Our study was a natural experiment that presents many different strategies for providing individuals with options to learn their results. Our findings provide considerations for clinical practice, as well as the protocols of other research consortiums and large-scale studies. Superiority of one method over another cannot be determined from our data. Our results support that a method for providing choices will need to consider the population and environments within which choices are made and results eventually returned. It is important to provide meaningful genomic result choices in a constantly changing field where anticipating all possible results is currently impossible. Yet, the feasibility of sorting genes and conditions neatly into distinct categories is a moving target as treatment options change, our understanding of the natural history of diseases improves, penetrance estimates are refined, and we identify more genes that contribute to more than one phenotype. Additionally, there is a need to solicit greater involvement from the community who will be making these choices and therefore will be affected by them. Only two of the sites involved participant stakeholders to inform their results categories. Ideally, how categories are determined and genes are sorted would be a fluid process to account for advances in our understanding of genes and phenotypes, and our growing understanding of how individuals make choices.

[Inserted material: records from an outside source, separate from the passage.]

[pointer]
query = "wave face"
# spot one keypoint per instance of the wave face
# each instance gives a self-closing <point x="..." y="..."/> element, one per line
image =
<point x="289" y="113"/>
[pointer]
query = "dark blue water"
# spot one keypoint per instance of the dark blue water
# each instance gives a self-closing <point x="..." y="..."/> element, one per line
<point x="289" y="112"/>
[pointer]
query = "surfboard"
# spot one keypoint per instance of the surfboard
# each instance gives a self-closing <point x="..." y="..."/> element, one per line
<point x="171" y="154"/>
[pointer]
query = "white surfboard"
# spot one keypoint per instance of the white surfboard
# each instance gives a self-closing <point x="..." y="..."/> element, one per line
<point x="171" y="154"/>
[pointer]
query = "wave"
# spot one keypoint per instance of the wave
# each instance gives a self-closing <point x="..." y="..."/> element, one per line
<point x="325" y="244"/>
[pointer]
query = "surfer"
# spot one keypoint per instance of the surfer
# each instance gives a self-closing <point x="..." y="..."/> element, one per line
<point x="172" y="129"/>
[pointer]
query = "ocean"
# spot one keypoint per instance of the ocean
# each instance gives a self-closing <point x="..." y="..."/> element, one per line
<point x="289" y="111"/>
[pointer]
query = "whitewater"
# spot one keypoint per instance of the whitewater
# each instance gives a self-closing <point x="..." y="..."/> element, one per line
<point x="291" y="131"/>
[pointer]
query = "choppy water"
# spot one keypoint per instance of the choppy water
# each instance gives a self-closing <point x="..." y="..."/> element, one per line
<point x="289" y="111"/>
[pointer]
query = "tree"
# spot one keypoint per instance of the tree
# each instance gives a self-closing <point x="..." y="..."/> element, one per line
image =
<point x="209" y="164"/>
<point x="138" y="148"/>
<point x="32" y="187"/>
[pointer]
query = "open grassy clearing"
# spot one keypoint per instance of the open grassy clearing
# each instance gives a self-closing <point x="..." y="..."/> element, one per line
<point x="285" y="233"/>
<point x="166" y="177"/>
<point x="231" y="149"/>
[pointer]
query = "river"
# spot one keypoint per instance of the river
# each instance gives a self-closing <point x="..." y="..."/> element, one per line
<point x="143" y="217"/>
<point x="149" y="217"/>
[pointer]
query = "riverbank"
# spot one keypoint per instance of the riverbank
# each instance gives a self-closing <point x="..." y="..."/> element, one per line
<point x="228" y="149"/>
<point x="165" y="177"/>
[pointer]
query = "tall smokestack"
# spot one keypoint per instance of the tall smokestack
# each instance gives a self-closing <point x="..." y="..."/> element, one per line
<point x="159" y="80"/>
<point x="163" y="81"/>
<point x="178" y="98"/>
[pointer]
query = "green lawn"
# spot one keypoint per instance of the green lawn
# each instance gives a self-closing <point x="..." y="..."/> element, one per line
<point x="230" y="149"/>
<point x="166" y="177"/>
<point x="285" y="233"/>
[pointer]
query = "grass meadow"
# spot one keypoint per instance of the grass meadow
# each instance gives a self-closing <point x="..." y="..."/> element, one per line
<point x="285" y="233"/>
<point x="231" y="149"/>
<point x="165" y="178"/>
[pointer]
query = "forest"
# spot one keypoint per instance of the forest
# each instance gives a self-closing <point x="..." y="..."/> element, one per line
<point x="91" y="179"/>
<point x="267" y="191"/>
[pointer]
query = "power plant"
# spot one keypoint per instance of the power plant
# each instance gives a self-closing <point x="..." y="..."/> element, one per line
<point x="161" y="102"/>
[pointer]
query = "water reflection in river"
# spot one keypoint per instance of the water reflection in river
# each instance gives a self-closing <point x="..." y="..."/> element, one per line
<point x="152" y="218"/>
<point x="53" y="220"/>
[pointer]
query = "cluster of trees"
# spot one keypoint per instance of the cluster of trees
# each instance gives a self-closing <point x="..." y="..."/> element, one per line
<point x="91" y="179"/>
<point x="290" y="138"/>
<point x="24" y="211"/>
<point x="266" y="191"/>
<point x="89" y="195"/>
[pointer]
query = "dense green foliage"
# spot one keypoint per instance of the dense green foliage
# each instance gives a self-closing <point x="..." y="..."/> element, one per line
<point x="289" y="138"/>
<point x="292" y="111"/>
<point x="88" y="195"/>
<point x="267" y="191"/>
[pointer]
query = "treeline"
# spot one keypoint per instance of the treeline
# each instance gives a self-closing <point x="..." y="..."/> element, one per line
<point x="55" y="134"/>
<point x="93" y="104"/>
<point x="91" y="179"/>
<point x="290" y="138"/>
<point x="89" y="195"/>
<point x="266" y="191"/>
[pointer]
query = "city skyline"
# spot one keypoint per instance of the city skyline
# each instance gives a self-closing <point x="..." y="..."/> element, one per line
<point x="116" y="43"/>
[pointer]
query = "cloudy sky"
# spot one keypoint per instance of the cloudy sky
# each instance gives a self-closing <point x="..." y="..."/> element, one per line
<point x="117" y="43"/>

This study had limitations. While our protocols and findings can help to inform clinical practice, the selections that participants made cannot be generalized to a patient population undergoing testing for a clinical diagnosis, as many of our participants had no indication for testing. Additionally, we did not attempt to understand why participants made the selections that they did or why some participants changed their choices. We were unable to form any conclusion about the different choices made across cohorts because of the heterogeneity of the cohorts, choices offered and study protocols. Future research should interview participants about the choices they make, reasons for changing choices, and the factors that influence their selections. Satisfaction with choices after results have been returned is another area of future research. Finally, while our study utilizes an accepted method to present consortium data and limitations, the variability in the cohorts, study protocols, and choices offered did not allow us to assess for the significance of covariables such as age, race, gender, education, geographic location, or disease status. While our approach more accurately reflects real-world implementation, to determine the impact of cohort differences, future consortium studies should develop a consensus approach prior to study implementation for which choices are offered, how genes and variants are categorized, and the timing of when participants are offered the opportunity to change their choices.